Skegness

“We were picked over like a child slave market”

Seeing the Lancaster bomber during a visit to East Kirkby Aviation Museum today, jolted childhood memories of the war years for Chapel St Leonards WI Press Officer, Sylvia.

World War II child evacuee (refugee)
Sylvia recalled being a six-year-old child when she was a refugee from the British town of Derby.
“I was only six when I was evacuated”, Sylvia told us. “We were just put a name tag on, given an apple and a banana, put in a queue, put onto buses and just sent off. We didn’t know where we were going. I thought my mum and father had given us away!”
Sylvia said there was no communication and she didn’t know for weeks after whether she would be reunited with her parents.

“It was a terrifying experience for children”, Sylvia told us, “because no one told us what was happening - we were just sent away. We thought we were being given away.

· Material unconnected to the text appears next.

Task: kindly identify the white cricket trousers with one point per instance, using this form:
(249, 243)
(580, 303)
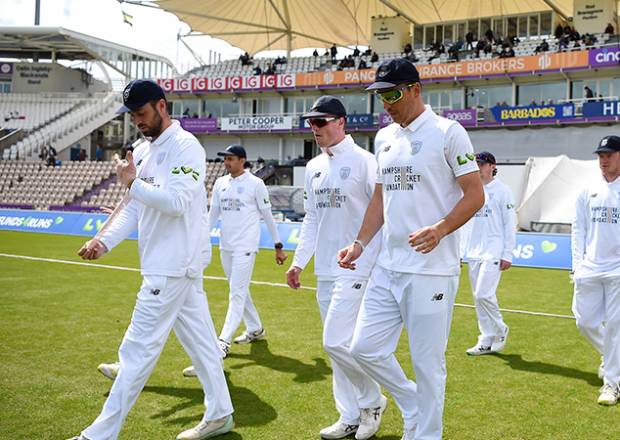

“When we arrived at our destination, we were sat in a little school room with a label saying our name. We were just sat there while the people of the village walked around and picked who they wanted.

“Now, I think of it as a child slave market”, Sylvia said, “But back then, it felt so..so humiliating and upsetting because they seemed to pick all the pretty ones first, If your face didn’t fit, you were the last to be picked!”

Sylvia recalled she was one of the first evacuees to be retured home. She went on to tell us that she remembered sitting on the cellar steps with her grandmother during a bomb raid over Derby. She heard a bomb drop in the street causing the tin bath to clatter off the cellar wall.